The Red Storm had also been beaten by double digits in Madison Square Garden in December by Virginia Tech and Miami ( Fla. ).
No excuses. This was a bad loss. And the players acknowledged it.
"It's hard to get into a good flow when you are not rebounding," said senior guard Kyle McAlarney, who was held to 10 points, with just one three-pointer. "We didn't deserve to win with the effort we gave."
Players like Justin Burrell (18 points, six rebounds), D.J. Kennedy (20 and 10), Paris Horne (14 points and terrific perimeter defense), and Rob Thomas (10 points off the bench) will all make names for themselves in the Big East before they are done. But this is supposed to be Notre Dame's time and this unquestionably qualifies as a bad loss. Particularly when you can consider what comes next.
If current form holds, the next 10 games will be, tangibly, the most difficult scheduling stretch in the history of Notre Dame basketball. The Irish will play eight of the 10 against programs currently ranked in the Top 25 of the ESPN/USA TODAY rankings, starting Monday at home versus Georgetown .
"Maybe it's good we have (Georgetown ) right away," said McAlarney. "The best thing would be to just flush the memory of this one."

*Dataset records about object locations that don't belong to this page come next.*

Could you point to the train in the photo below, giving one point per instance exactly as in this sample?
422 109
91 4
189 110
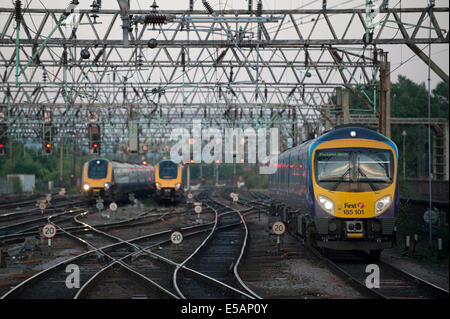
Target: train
339 191
114 180
169 181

There is no such desire in the borough of Queens . The mood in the bowels of Madison Square Garden post-game was celebratory, with plenty of St. John's playing alumni sharing hugs and high-fives with the winning team. The most visible link with the past was legendary coach Lou Carnesecca.
"We've been waiting a long time for this," Carnesecca said as he embraced Burrell, a 6-8 sophomore who played six inches higher than the Irish most of the day.
"We never came out to meet them," Irish junior point guard Tory Jackson (14 points, three assists) said. "We let them control us and they outjumped us."
Notre Dame had an early 15-7 lead, but St. John's quickly drew even when Thomas came off the bench after the first media timeout and scored three quick baskets. The game stayed virtually even through the half – the teams exchanging leads nine times – before the Red Storm left the court with a 35-34 intermission lead.
A respectable crowd of 9,807 at the World's Most Famous Arena may have been skeptical that its long downtrodden (last NCAA appearance: 2000) hometown heroes were going to be in it until the end. But after Horne provided the lasting image of the day – an athletic tip-in with just over eight minutes to play – it was 58-50 Johnnies and Notre Dame was officially in big-time trouble.
Harangody – of course – brought the Irish back, scoring seven points in just over a minute to bring ND within 60-57. Notre Dame though could never draw even – even with McAlarney on the line for two down two points with 4:30 left.
The senior marksman, perfect at the line this season previously (16-for-16) rimmed out the first -- a cruel irony, indeed, considering that hundreds of Staten Islanders were in the third tier of the Garden, cheering his every move.
McAlarney also missed a big three from NBA range with about 100 seconds left, down one. Harangody failed on a contested lay-up down five with 1:06 left. The virtually invisible Ryan Ayers (1-for-5 in 27 minutes) rimmed out a pair of threes with 30 seconds left, either of which could have cut the deficit to two.
It was St. John's that had the onions in the final minute, Kennedy hitting four consecutive foul shots in the last 15 seconds to seal the victory.
"We can't work on block out drills for two hours (Sunday)," said Brey. "We got to watch film and get ready for Georgetown."
A victory versus the Hoyas might salve the wounds from this terrible weekend in the Apple. Maybe.
"We all got to do a better job of putting a body on our man," said Harangody. "Me included."